Why Psychological Safety Matters in Life Sciences Organizations
Life sciences organizations face unique internal pressures. Whether in early drug discovery or late-stage commercialization, teams are often navigating:
- Ambiguous data and evolving science
- Regulatory scrutiny
- Pressure to accelerate timelines without compromising quality (or costing too much)
- Complex stakeholder relationships (i.e., patients, regulators, providers, internal functions)
These pressures can make it risky to ask “naive” questions, admit uncertainty or challenge prevailing assumptions; even though doing so is often essential to innovation, patient safety and team performance. If employees fear judgment, they may remain silent.
Creating an environment where people feel safe to speak up isn’t just about morale. It’s a business imperative. Google’s Project Aristotle famously found psychological safety to be the top driver of high-performing teams. In life sciences, it’s a driver of scientific rigor, risk management, and faster learning cycles, which is exactly what’s needed in a competitive, regulated industry.
Training as a Catalyst for Psychological Safety
While psychological safety is largely shaped by leadership behaviors and culture, training plays a pivotal role in reinforcing, or undermining, it. Every workshop, simulation, coaching session or role-play sends cues about what behaviors are encouraged, what mistakes are tolerated, and how people are expected to engage.
Here are three ways training professionals can foster psychological safety in life sciences environments:
- Start with the trust equation.
Trust is the core of psychological safety, and training is an ideal place to build it. Training should offer participants the chance to build the sense that “I know you, and you know me,” in ways that break down silos and power dynamics.
Trust accelerates learning, but it doesn’t happen by accident. It must be designed into the training experience. For example, pairing participants up cross-functionally (when available) and sharing personal examples (e.g., daily work challenges, concerns or issues) to break down silos, or having the facilitator share relevant, personal stories to signal to the participants it is safe to speak up.
- Use role-play to normalize discomfort.
Role-plays are powerful tools in life sciences training, especially for commercial, clinical and field-based teams. Yet they often trigger anxiety. Why? Because they bring to the surface fears of judgment and failure, which are the exact threats to psychological safety.
When done well, role-plays not only build skills, but also help normalize discomfort, foster mutual support and show that imperfection is part of learning.
We’ve found that when training includes role-plays with positive framing (e.g., focusing on what works well versus what went wrong; focusing on solutions and constructive dialogue), participants are more likely to speak up, coach each other and reflect deeply, both during training and back on the job.
- Equip leaders with the language of safety.
Managers and leaders play a huge role in shaping psychological safety.

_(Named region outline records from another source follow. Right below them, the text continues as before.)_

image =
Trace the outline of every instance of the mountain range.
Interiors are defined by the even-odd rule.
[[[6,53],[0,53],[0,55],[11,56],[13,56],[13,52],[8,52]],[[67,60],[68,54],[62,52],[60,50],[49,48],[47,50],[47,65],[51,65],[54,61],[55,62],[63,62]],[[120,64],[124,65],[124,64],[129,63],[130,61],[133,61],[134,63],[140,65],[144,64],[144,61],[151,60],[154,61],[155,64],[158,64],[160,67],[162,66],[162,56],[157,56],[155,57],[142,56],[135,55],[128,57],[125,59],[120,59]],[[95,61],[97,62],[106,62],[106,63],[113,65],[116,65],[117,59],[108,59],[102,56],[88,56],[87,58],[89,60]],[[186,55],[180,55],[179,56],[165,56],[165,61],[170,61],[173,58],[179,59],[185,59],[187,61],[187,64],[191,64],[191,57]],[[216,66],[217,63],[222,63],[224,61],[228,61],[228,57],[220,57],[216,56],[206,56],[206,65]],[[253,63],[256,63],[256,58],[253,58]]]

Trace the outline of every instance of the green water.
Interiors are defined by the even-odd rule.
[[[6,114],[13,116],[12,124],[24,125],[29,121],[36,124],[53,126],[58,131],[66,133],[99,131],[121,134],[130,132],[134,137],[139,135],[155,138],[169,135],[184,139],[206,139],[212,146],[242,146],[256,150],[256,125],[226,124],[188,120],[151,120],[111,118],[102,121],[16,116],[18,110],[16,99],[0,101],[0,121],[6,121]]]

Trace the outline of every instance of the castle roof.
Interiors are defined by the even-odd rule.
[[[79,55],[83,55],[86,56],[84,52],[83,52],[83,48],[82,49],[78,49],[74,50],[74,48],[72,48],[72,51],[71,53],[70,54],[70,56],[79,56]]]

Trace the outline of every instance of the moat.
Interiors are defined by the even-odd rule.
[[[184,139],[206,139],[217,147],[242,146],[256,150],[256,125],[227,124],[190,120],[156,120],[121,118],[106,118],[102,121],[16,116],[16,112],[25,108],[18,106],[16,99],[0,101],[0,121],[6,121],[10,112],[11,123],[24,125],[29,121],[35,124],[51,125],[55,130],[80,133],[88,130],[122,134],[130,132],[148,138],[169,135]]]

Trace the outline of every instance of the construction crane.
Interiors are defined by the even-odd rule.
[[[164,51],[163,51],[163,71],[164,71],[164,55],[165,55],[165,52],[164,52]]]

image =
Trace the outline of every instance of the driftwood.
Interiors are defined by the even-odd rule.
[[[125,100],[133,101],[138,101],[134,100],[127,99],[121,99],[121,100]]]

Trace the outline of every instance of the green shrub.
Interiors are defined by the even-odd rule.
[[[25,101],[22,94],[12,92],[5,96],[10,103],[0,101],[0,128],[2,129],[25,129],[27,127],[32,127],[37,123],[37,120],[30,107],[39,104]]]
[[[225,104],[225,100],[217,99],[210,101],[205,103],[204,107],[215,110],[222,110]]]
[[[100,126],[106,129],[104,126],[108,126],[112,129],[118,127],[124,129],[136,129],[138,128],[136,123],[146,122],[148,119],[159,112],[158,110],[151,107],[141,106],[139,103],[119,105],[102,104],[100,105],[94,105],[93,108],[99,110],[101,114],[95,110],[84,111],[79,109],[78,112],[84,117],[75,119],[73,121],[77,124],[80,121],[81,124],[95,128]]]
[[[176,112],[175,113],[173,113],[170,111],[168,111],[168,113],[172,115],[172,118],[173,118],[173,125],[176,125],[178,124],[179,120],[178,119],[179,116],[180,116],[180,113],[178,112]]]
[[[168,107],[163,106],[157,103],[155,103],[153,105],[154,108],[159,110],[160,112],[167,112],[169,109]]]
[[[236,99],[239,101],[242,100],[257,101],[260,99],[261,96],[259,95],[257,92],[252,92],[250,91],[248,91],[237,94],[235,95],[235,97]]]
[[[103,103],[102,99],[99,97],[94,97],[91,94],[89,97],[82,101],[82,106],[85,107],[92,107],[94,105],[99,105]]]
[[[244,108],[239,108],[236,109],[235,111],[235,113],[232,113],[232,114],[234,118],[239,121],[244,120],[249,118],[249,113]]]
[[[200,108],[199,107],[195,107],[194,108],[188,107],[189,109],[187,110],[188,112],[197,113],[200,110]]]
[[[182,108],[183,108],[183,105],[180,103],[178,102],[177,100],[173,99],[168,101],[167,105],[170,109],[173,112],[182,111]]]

Yet they often default to technical coaching and compliance messaging, overlooking the softer behaviors that build safe environments.
Training is the ideal venue to give leaders new language and tools to model curiosity, to ask open-ended questions, to acknowledge uncertainty and to admit their own mistakes. These behaviors may seem small, but they have an outsized impact on how teams communicate.
When leaders use inclusive behaviors in training, they build muscle memory for the real world. They learn to pause, invite reflection and signal that it’s okay to speak up — even when it’s hard.
Psychological Safety Is a Skill Set
Psychological safety is a learnable, teachable skill set. It shows up in how we ask questions, give feedback, handle conflict and engage with uncertainty. In life sciences, where the stakes are uniquely high and the teams are deeply interdisciplinary, psychological safety is the glue that holds people together.
Every workshop is an opportunity to model safety. Every coaching conversation is a chance to build trust. And every role-play, no matter how small, is a moment to reinforce that growth comes through vulnerability.
The more we design with psychological safety in mind, the more capable, collaborative and courageous our life sciences teams will become.